How terrible for you, teachers of the Law and Pharisees! You hypocrites! You make fine tombs for the prophets and decorate the monuments of those who lived good lives; and you claim that if you had lived during the time of your ancestors, you would not have done what they did and killed the prophets. So you actually admit that you are the descendants of those who murdered the prophets! Go on, then, and finish up what your ancestors started! You snakes and children of snakes! How do you expect to escape from being condemned to hell? And so I tell you that I will send you prophets and wise men and teachers; you will kill some of them, crucify others, and whip others in the synagogues and chase them from town to town. As a result, the punishment for the murder of all innocent people will fall on you, from the murder of innocent Abel to the murder of Zechariah son of Berechiah, whom you murdered between the Temple and the altar.
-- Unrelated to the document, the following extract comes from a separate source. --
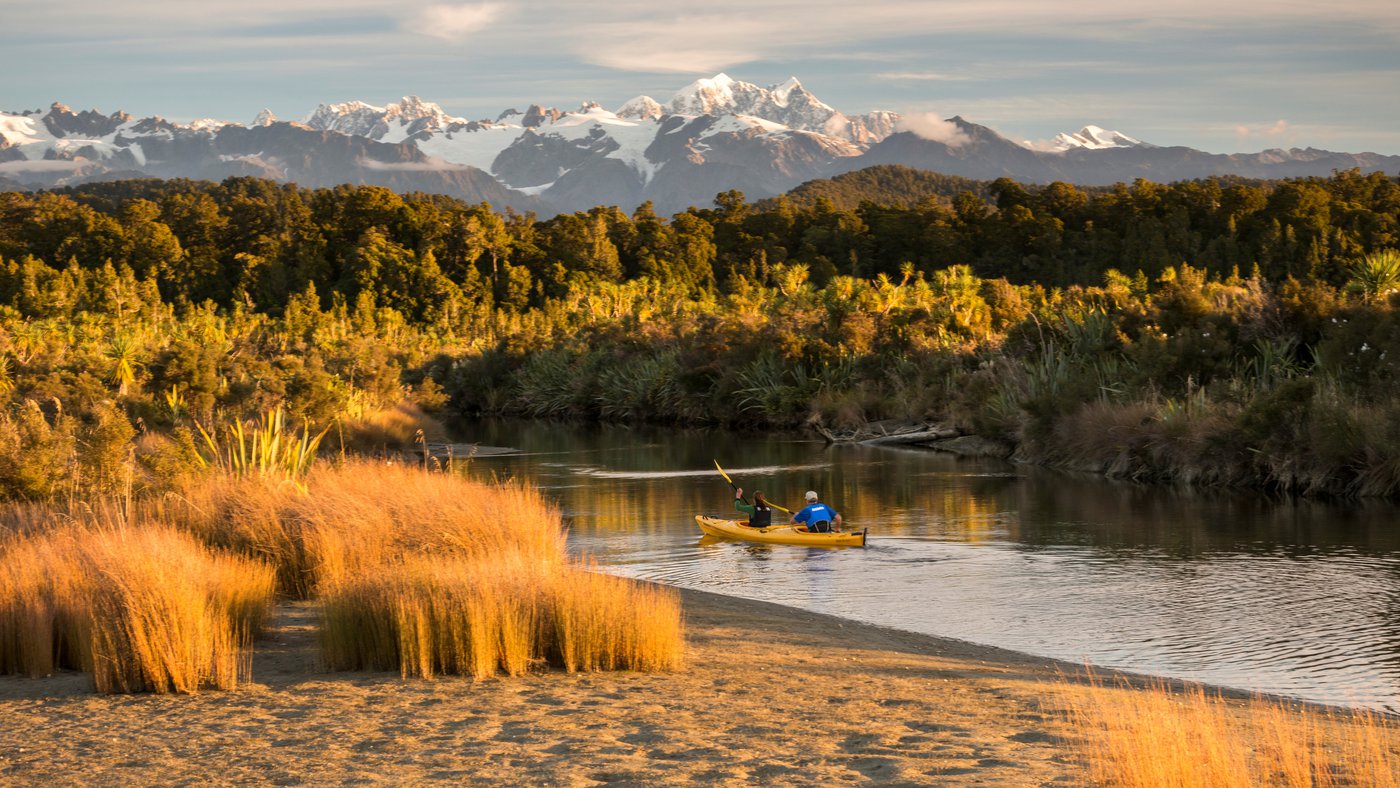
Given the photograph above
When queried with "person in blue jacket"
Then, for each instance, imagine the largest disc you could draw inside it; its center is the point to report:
(818, 517)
I tell you indeed: the punishment for all these murders will fall on the people of this day!
This is one of those passages that begs us to remember who Jesus is: God, Creator of all things. In this passage where Jesus continues to pronounce woes upon the religious elite and hypocrites, He implies something that must be true, but perhaps we wish wasn't.
Jesus is looking at the hearts of these religious leaders and comparing them to the hearts of religious leaders in the past who defied and rebelled against God and murdered His prophets. The current religious leaders, evidently, stated that they would never have dones such a thing, but Jesus corrects them saying that they certainly would have. Jesus, the judge of hearts, says that the hearts of those murderers in the past and the religious hypocrites of His own day were exactly the same.
It is one thing to say that all of these religious hypocrites have the same bad hearts, but Jesus takes it yet a step further. He declares that since they have the same hearts, they will have the same punishment -those who committed the murder and those who have committed no murder but have the same hypocritical hearts.
We tend to think that we will ultimately be judged on what we did or did not do -that we will be judged according to our deeds and actions. Jesus reminds us that our deeds are a result of our beliefs -not our head knowledge, rather, our heart-beliefs. The heart is central.
This brings us back to where Jesus began this bigger section of Scripture. He bluntly stated that the greatest commandment was to love God with all of our hearts, souls and minds, and to love our neighbors as we love ourselves. And He said that all of the laws and the teachings of the prophets were fulfilled by keeping these two commandments. If we could learn to love God with all of our hearts, everything else would fall in line. On the other hand, even if we never actually did anything wrong but failed to love God, we would have missed the entire point of life.
Please, Lord Jesus, continue to teach me to love You with all of my heart. Guard my heart. Seal my heart. Let my heart be Your home.